Aktion gegen Antisemitismus: Kippa, Kippot, Solidarität

Am Mittwoch gehen Juden und Nichtjuden mit Kopfbedeckung auf die Straße. Eine kleine Kippakunde.

Eine Kippa auf einem Kopf

Am Mittwoch soll die Kippa auch von Nichtjuden getragen werden Foto: dpa

Sie kann tiefschwarz sein oder knallbunt. Es gibt sie in Leder, aus Stoff oder in Papierform, mit Mustern oder ohne. Hauptsache, sie ist kreisrund und bedeckt den Hinterkopf: die Kippa. Diese Kopfbedeckung, die von männlichen Juden getragen wird, gilt als Symbol für das Judentum schlechthin, ähnlich wie der Davidstern. Sie signalisiert Gottesfurcht und Bescheidenheit vor Gott.
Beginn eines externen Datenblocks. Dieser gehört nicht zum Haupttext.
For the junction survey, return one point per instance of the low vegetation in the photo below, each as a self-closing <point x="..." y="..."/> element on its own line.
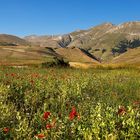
<point x="68" y="103"/>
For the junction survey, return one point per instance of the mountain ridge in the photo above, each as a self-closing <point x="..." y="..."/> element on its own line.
<point x="103" y="42"/>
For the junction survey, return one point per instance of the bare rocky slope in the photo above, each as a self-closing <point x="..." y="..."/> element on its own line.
<point x="102" y="43"/>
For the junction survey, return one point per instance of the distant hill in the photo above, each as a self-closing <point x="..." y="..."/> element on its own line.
<point x="105" y="43"/>
<point x="76" y="55"/>
<point x="132" y="56"/>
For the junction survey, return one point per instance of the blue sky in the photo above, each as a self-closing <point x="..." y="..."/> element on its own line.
<point x="25" y="17"/>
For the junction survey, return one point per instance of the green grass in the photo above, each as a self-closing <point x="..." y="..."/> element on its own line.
<point x="105" y="103"/>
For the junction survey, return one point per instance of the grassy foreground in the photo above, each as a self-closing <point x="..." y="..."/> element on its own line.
<point x="69" y="104"/>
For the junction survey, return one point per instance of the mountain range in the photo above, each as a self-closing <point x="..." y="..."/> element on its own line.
<point x="105" y="43"/>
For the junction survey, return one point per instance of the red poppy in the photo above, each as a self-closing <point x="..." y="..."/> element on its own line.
<point x="46" y="115"/>
<point x="48" y="126"/>
<point x="73" y="113"/>
<point x="136" y="103"/>
<point x="121" y="110"/>
<point x="40" y="136"/>
<point x="6" y="130"/>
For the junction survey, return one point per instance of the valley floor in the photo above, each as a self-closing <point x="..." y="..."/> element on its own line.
<point x="67" y="103"/>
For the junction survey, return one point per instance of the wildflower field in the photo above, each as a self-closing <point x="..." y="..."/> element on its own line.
<point x="69" y="104"/>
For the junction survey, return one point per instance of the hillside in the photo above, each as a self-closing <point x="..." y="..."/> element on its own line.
<point x="76" y="55"/>
<point x="132" y="56"/>
<point x="105" y="41"/>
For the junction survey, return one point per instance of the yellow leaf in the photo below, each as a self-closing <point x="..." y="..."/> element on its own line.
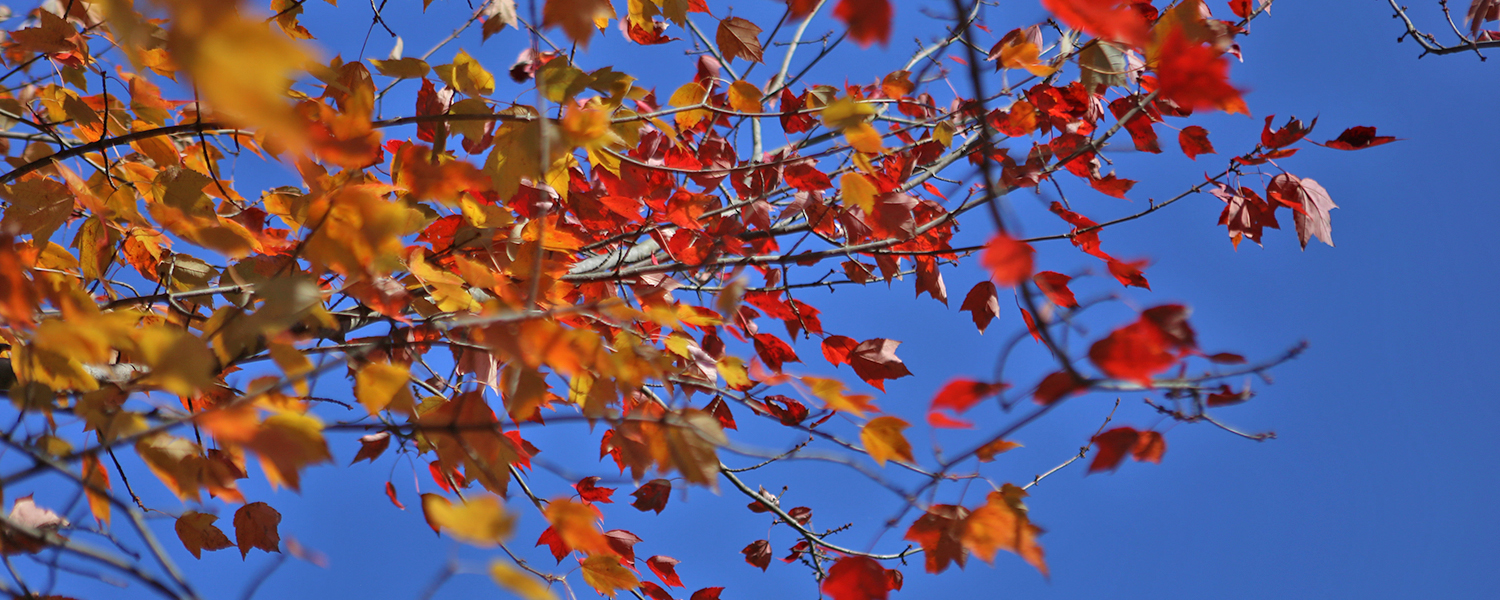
<point x="98" y="488"/>
<point x="858" y="191"/>
<point x="518" y="581"/>
<point x="467" y="75"/>
<point x="480" y="521"/>
<point x="606" y="576"/>
<point x="689" y="95"/>
<point x="198" y="533"/>
<point x="404" y="68"/>
<point x="1002" y="524"/>
<point x="380" y="386"/>
<point x="180" y="362"/>
<point x="578" y="18"/>
<point x="882" y="438"/>
<point x="744" y="96"/>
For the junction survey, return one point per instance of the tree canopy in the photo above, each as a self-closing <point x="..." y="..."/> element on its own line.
<point x="237" y="243"/>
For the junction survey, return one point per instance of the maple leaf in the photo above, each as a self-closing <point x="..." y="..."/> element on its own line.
<point x="1193" y="75"/>
<point x="1115" y="444"/>
<point x="480" y="521"/>
<point x="1310" y="204"/>
<point x="857" y="578"/>
<point x="665" y="569"/>
<point x="1002" y="524"/>
<point x="518" y="581"/>
<point x="606" y="576"/>
<point x="197" y="533"/>
<point x="740" y="38"/>
<point x="578" y="18"/>
<point x="939" y="531"/>
<point x="1358" y="138"/>
<point x="653" y="495"/>
<point x="758" y="554"/>
<point x="882" y="438"/>
<point x="875" y="360"/>
<point x="1194" y="141"/>
<point x="1112" y="20"/>
<point x="983" y="303"/>
<point x="255" y="527"/>
<point x="869" y="20"/>
<point x="1008" y="260"/>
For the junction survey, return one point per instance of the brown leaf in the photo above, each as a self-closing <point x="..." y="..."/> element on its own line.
<point x="255" y="527"/>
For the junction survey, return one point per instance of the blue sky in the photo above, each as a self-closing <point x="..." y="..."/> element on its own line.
<point x="1380" y="480"/>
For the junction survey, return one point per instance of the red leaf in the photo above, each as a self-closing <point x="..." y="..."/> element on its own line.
<point x="942" y="420"/>
<point x="665" y="569"/>
<point x="1128" y="273"/>
<point x="869" y="20"/>
<point x="857" y="578"/>
<point x="624" y="545"/>
<point x="758" y="554"/>
<point x="774" y="351"/>
<point x="1056" y="288"/>
<point x="1112" y="449"/>
<point x="720" y="410"/>
<point x="1310" y="203"/>
<point x="1101" y="18"/>
<point x="837" y="348"/>
<point x="390" y="492"/>
<point x="554" y="543"/>
<point x="1289" y="134"/>
<point x="983" y="305"/>
<point x="1149" y="447"/>
<point x="707" y="594"/>
<point x="1010" y="261"/>
<point x="875" y="360"/>
<point x="653" y="495"/>
<point x="654" y="591"/>
<point x="1194" y="75"/>
<point x="1056" y="386"/>
<point x="960" y="395"/>
<point x="590" y="494"/>
<point x="1358" y="138"/>
<point x="941" y="534"/>
<point x="1194" y="141"/>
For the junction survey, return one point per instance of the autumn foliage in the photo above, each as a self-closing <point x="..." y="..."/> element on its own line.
<point x="210" y="219"/>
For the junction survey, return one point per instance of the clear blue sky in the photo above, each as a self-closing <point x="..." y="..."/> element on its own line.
<point x="1380" y="482"/>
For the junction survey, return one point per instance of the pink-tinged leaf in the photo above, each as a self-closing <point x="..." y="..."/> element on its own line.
<point x="960" y="395"/>
<point x="837" y="348"/>
<point x="1056" y="288"/>
<point x="983" y="303"/>
<point x="665" y="569"/>
<point x="875" y="360"/>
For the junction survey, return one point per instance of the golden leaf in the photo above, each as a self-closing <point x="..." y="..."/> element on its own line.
<point x="480" y="521"/>
<point x="882" y="438"/>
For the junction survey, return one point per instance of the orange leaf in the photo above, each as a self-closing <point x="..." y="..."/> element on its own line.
<point x="740" y="38"/>
<point x="198" y="533"/>
<point x="882" y="438"/>
<point x="255" y="527"/>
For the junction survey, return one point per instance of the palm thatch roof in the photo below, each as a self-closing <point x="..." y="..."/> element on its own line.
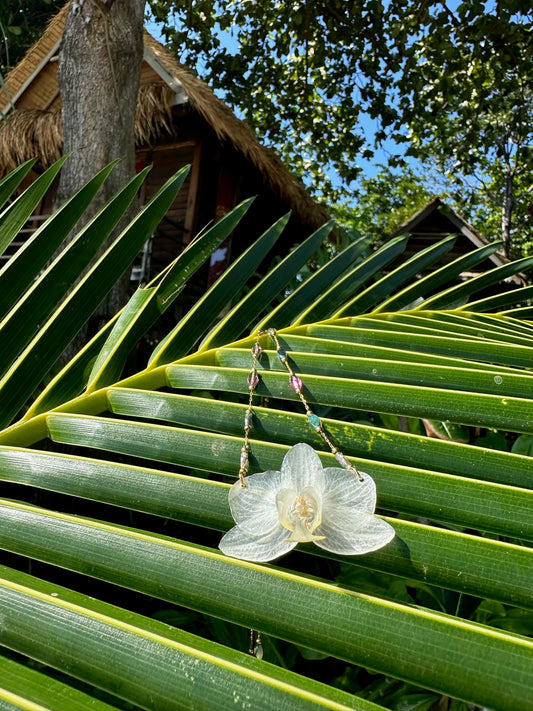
<point x="32" y="124"/>
<point x="436" y="220"/>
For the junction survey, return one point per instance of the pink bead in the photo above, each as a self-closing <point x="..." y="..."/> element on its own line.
<point x="295" y="383"/>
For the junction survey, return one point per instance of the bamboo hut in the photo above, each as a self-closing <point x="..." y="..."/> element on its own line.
<point x="179" y="121"/>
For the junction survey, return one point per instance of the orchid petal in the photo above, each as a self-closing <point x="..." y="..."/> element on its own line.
<point x="343" y="488"/>
<point x="349" y="532"/>
<point x="301" y="468"/>
<point x="258" y="549"/>
<point x="254" y="506"/>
Am Mittwoch soll die Kippa auch von Nichtjuden getragen werden, und zwar demonstrativ von möglichst vielen. In mehreren deutschen Städten sind die Menschen dazu aufgerufen, mit dem kleinen Bekleidungsstück auf dem Kopf ihren Protest gegen wachsenden Antisemitismus deutlich zu machen. Aber was hat es mit dem runden Ding eigentlich auf sich?
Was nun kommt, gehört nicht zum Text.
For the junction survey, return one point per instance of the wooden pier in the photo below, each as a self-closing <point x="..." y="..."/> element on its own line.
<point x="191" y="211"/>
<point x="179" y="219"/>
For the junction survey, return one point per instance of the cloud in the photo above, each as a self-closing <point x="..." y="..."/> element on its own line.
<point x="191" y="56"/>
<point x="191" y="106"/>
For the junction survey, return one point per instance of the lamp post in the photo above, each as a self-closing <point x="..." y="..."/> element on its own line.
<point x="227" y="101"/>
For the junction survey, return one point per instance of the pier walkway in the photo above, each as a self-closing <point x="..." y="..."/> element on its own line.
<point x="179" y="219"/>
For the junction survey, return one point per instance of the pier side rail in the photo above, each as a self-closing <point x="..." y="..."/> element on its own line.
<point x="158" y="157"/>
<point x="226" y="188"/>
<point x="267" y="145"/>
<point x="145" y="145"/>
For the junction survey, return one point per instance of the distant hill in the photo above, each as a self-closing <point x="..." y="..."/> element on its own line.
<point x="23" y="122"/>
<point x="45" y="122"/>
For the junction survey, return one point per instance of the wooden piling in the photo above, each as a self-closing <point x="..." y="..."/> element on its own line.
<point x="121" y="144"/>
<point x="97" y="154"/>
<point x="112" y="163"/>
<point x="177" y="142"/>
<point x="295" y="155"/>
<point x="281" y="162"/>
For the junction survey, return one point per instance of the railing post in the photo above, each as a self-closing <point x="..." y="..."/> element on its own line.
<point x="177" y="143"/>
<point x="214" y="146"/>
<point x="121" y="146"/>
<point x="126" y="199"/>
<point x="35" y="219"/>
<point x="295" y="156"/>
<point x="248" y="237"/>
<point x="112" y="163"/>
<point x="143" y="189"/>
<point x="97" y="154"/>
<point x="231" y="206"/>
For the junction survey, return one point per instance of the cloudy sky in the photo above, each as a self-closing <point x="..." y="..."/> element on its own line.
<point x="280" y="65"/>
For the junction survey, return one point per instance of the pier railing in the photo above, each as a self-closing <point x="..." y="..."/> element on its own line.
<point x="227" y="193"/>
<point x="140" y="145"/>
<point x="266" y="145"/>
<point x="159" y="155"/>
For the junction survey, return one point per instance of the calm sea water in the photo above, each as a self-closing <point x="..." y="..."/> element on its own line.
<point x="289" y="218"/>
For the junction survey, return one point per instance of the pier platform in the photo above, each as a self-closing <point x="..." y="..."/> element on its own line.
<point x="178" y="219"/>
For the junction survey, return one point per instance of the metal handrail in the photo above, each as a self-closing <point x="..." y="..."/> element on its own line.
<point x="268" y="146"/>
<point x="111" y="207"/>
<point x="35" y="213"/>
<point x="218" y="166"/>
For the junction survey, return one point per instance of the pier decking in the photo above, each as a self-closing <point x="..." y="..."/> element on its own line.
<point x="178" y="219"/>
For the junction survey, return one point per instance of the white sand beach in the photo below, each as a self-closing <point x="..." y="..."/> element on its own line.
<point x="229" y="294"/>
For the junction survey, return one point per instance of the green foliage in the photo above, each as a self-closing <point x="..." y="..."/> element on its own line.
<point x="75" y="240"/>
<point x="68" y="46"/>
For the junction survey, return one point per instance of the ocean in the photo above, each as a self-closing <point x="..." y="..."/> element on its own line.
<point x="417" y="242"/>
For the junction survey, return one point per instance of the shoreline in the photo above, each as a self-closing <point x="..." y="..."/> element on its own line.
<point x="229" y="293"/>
Das Tragen einer Kippa (Plural: Kippot) ist in den jüdischen Schriften kaum verankert. Zwar verweist das 3. Buch Moses auf die Bestimmung, dass Priester nicht barhäuptig sein sollten. „Ihr sollt mir ein Königreich von Priestern und ein heiliges Volk sein“, heißt es wiederum im 2. Buche Mose, woraus sich eine Pflicht zur Kopfbedeckung ableiten ließe.

Diskriminierung umgedreht

Tatsächlich aber ist die Kippa vor allem eine Entwicklung aus dem Mittelalter, sagt der Berliner Rabbiner Andreas Nachama. Noch im 10. Jahrhundert hieß es, Juden sollten beim Eintritt in die Synagoge ihre Kopfbedeckung abnehmen und nicht etwa anziehen. Bald darauf zwang die antijüdisch eingestellte Mehrheitsbevölkerung die Minderheit zum Tragen von „Judenhüten“.
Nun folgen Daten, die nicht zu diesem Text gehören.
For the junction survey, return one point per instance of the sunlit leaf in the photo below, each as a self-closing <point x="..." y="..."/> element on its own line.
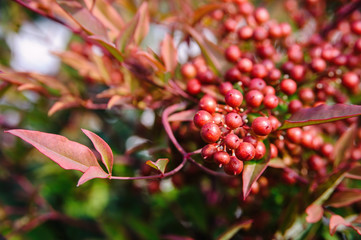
<point x="91" y="173"/>
<point x="68" y="154"/>
<point x="103" y="148"/>
<point x="168" y="53"/>
<point x="159" y="165"/>
<point x="87" y="21"/>
<point x="230" y="232"/>
<point x="344" y="198"/>
<point x="321" y="114"/>
<point x="314" y="213"/>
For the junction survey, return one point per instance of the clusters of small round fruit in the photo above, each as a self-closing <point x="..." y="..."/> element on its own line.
<point x="261" y="88"/>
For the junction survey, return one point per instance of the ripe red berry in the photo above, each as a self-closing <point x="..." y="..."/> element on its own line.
<point x="294" y="105"/>
<point x="350" y="80"/>
<point x="194" y="86"/>
<point x="294" y="134"/>
<point x="208" y="151"/>
<point x="261" y="126"/>
<point x="232" y="141"/>
<point x="201" y="118"/>
<point x="254" y="98"/>
<point x="270" y="101"/>
<point x="245" y="65"/>
<point x="260" y="150"/>
<point x="233" y="120"/>
<point x="233" y="98"/>
<point x="233" y="53"/>
<point x="210" y="133"/>
<point x="224" y="87"/>
<point x="188" y="70"/>
<point x="208" y="103"/>
<point x="245" y="151"/>
<point x="288" y="86"/>
<point x="234" y="167"/>
<point x="261" y="15"/>
<point x="221" y="158"/>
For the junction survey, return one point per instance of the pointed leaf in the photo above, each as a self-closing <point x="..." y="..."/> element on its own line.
<point x="321" y="114"/>
<point x="253" y="170"/>
<point x="230" y="232"/>
<point x="182" y="116"/>
<point x="103" y="148"/>
<point x="66" y="153"/>
<point x="343" y="144"/>
<point x="87" y="21"/>
<point x="159" y="165"/>
<point x="92" y="172"/>
<point x="314" y="213"/>
<point x="168" y="52"/>
<point x="344" y="198"/>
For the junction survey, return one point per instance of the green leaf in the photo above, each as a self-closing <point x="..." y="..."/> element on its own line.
<point x="321" y="114"/>
<point x="230" y="232"/>
<point x="159" y="165"/>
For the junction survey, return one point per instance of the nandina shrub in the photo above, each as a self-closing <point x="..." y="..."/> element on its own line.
<point x="263" y="127"/>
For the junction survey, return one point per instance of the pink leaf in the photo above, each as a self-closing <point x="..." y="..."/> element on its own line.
<point x="66" y="153"/>
<point x="344" y="198"/>
<point x="92" y="172"/>
<point x="321" y="114"/>
<point x="168" y="52"/>
<point x="159" y="165"/>
<point x="103" y="148"/>
<point x="314" y="213"/>
<point x="182" y="116"/>
<point x="335" y="221"/>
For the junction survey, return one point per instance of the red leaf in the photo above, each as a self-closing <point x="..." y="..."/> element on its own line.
<point x="314" y="213"/>
<point x="168" y="52"/>
<point x="84" y="17"/>
<point x="92" y="172"/>
<point x="321" y="114"/>
<point x="103" y="148"/>
<point x="182" y="116"/>
<point x="66" y="153"/>
<point x="344" y="198"/>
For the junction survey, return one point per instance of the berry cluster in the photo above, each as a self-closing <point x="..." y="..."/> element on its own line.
<point x="272" y="75"/>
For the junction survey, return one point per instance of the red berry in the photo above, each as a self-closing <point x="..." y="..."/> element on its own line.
<point x="210" y="133"/>
<point x="261" y="15"/>
<point x="234" y="98"/>
<point x="245" y="33"/>
<point x="233" y="120"/>
<point x="208" y="103"/>
<point x="208" y="151"/>
<point x="221" y="158"/>
<point x="270" y="101"/>
<point x="234" y="167"/>
<point x="232" y="141"/>
<point x="254" y="98"/>
<point x="350" y="80"/>
<point x="245" y="151"/>
<point x="194" y="86"/>
<point x="224" y="87"/>
<point x="260" y="150"/>
<point x="294" y="134"/>
<point x="201" y="118"/>
<point x="233" y="53"/>
<point x="188" y="70"/>
<point x="245" y="65"/>
<point x="288" y="86"/>
<point x="261" y="126"/>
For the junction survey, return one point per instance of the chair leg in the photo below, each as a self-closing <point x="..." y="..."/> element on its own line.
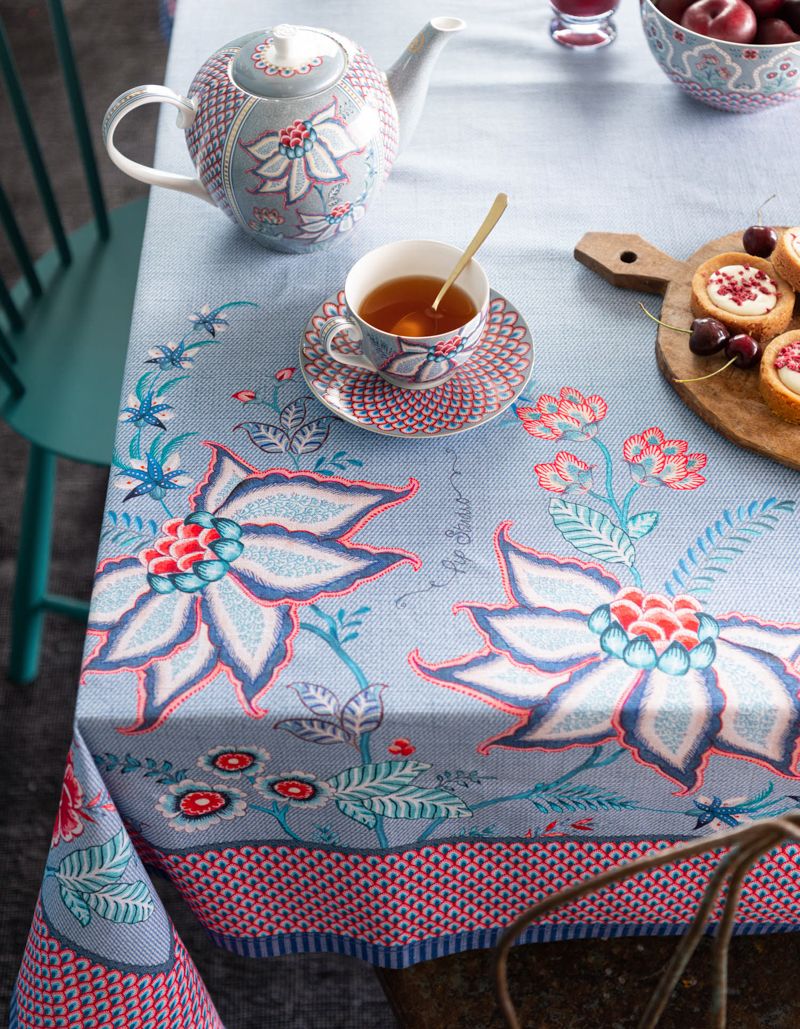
<point x="32" y="566"/>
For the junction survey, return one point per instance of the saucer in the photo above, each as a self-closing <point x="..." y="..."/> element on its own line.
<point x="478" y="391"/>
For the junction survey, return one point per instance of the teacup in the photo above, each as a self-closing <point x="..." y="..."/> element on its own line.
<point x="411" y="362"/>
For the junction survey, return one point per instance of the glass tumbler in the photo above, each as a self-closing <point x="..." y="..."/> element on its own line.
<point x="583" y="25"/>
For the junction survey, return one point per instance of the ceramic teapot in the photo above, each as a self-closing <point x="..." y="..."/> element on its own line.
<point x="291" y="130"/>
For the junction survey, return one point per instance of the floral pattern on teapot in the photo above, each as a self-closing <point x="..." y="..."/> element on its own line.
<point x="310" y="164"/>
<point x="297" y="115"/>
Doch im Lauf der Jahre drehten die Juden diese Diskriminierung im positiven Sinne um: Nun galt ihnen die Kippa als Zeichen der Zugehörigkeit zu ihrer Religion. Zudem galt es noch im 19. Jahrhundert als unschicklich, ohne Kopfbedeckung in der Öffentlichkeit unterwegs zu sein – so entwickelte sich die Kippa zum praktischen Hutersatz. Das gefiel nicht allen: In der jüdischen Reformbewegung wurde im 19. Jahrhundert propagiert, die Kippa wieder abzuschaffen.

Eine ausdrückliche Pflicht zum Tragen der Kippa besteht im Judentum bis heute nicht. Säkular eingestellte Männer laufen mit ihr im Alltag überhaupt nicht herum. Getragen wird sie vor allem in der Synagoge und auf dem Friedhof, manchmal auch auf der Straße. „Ich persönlich brauche sie außerhalb von religiösen Zeremonien nicht“, sagt Nachama.

Traditionell halten auch Jüdinnen ihr Haupt bedeckt. „Jüdische Frauen sollten nicht mit bloßem Haupt zum Markt gehen“, heißt es in der Tora. Streng religiöse Jüdinnen bedienen sich dazu entweder eines Tichels (Kopftuch), eines Huts oder sie tragen eine Perücke. Die meisten aber halten sich nicht an die Regel.

Ein Verbot, dass Frauen keine Kippa tragen dürfen, existiert im Judentum nicht. Ebenso wenig gibt es das für Nichtjuden. Und deshalb spricht nun wirklich nichts dagegen, dass sich an diesem Mittwoch Juden, Christen, Muslime, Andersgläubige und Ungläubige, Frauen, Männer und Transsexuelle versammeln – und dass sie dabei als Symbol der Solidarität eine Kippa tragen.